Efficient Heterogeneous Meta-Learning via Channel Shuffling Modulation

Authors: Minh Hoang, Carl Kingsford

ICLR 2024 | Conference PDF | Archive PDF | Plain Text | LLM Run Details

Reproducibility Variable Result LLM Response
Research Type Experimental We evaluate our proposed methods on two public datasets, namely Mini-ImageNet and Tiered-ImageNet [35, 34]. For Mini-ImageNet, each image is of size 84 × 84. It contains 100 classes with 600 images per class. Following the common setting [3, 23], we divide Mini-ImageNet into 64, 16, and 20 classes for meta-training, meta-validation, and meta-testing, respectively. For Tiered-ImageNet, each image is of size 84 × 84. It contains 608 classes which are divided into 34, 10, and 16 classes for meta-training, meta-validation, and meta-testing, respectively. We follow the standard few-shot classification setting for all experiments. In particular, we evaluate our method on the 5-way 1-shot/5-shot settings. For a fair comparison, we repeat each experiment 3 times using different random seeds and report the average performance.
Researcher Affiliation Academia Hanyang University, Korea
Pseudocode No The paper describes the method algorithmically but does not provide a formal pseudocode or algorithm block.
Open Source Code No The paper does not provide a statement or link indicating the availability of open-source code for the described methodology.
Open Datasets Yes We evaluate our proposed methods on two public datasets, namely Mini-ImageNet and Tiered-ImageNet [35, 34]. For Mini-ImageNet, each image is of size 84 × 84. It contains 100 classes with 600 images per class.
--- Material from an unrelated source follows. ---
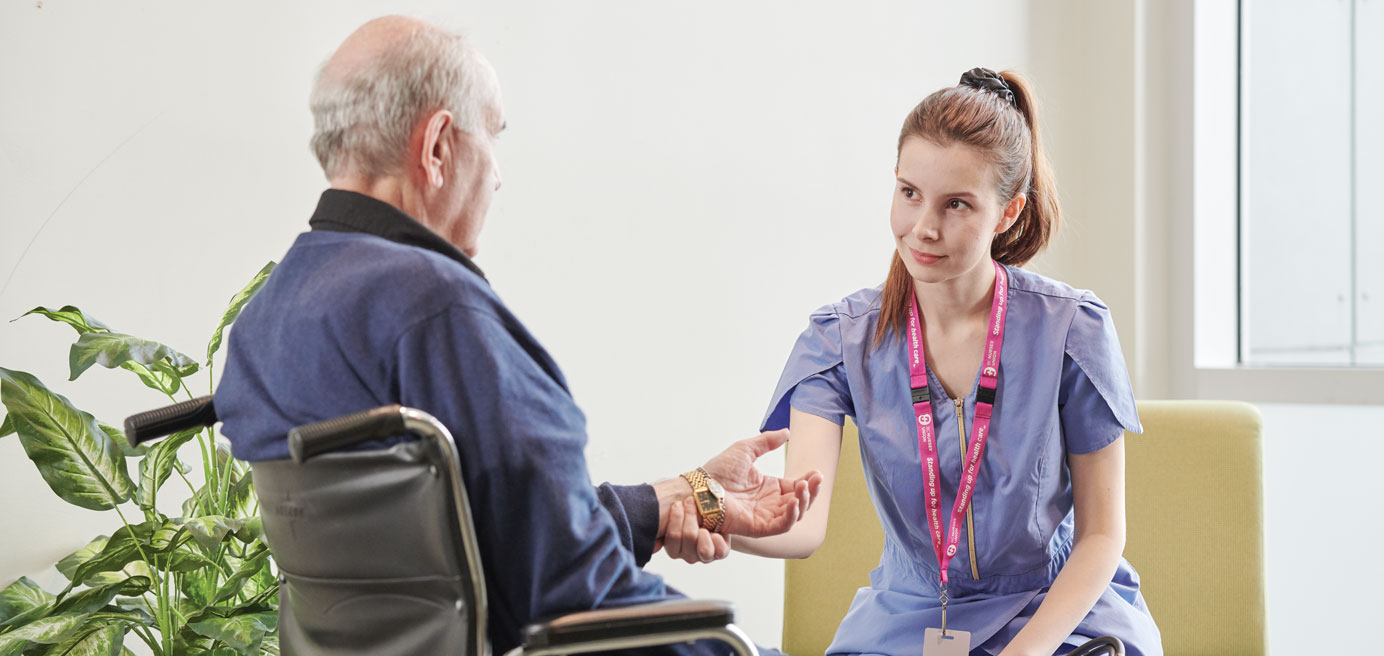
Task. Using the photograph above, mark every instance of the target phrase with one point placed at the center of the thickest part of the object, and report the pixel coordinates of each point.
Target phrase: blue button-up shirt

Following the common setting [3, 23], we divide Mini-ImageNet into 64, 16, and 20 classes for meta-training, meta-validation, and meta-testing, respectively. For Tiered-ImageNet, each image is of size 84 × 84. It contains 608 classes which are divided into 34, 10, and 16 classes for meta-training, meta-validation, and meta-testing, respectively.
Dataset Splits Yes For Mini-ImageNet, each image is of size 84 × 84. It contains 100 classes with 600 images per class. Following the common setting [3, 23], we divide Mini-ImageNet into 64, 16, and 20 classes for meta-training, meta-validation, and meta-testing, respectively. For Tiered-ImageNet, each image is of size 84 × 84. It contains 608 classes which are divided into 34, 10, and 16 classes for meta-training, meta-validation, and meta-testing, respectively.
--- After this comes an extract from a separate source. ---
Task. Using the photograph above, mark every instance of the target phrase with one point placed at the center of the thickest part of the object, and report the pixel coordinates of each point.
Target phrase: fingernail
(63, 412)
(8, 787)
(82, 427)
Hardware Specification No The paper does not provide specific hardware details (e.g., GPU/CPU models, memory) used for running the experiments.
Software Dependencies No The paper does not provide specific software dependencies with version numbers (e.g., PyTorch 1.9, Python 3.8).
Experiment Setup Yes For all few-shot classification experiments, we use ResNet-18 [10] as the backbone. In the meta-training stage, we use stochastic gradient descent (SGD) as the optimizer with a learning rate of 0.001. We train our model for 100 epochs, and the learning rate is decayed by a factor of 0.1 at 80 epochs. We use a batch size of 256. For data augmentation, we use random horizontal flip, random crop, and color jittering. In the meta-testing stage, for fair comparison, we use the same evaluation protocol as [23, 24]. In particular, we randomly sample 600 episodes for each setting and report the average accuracy and 95% confidence interval.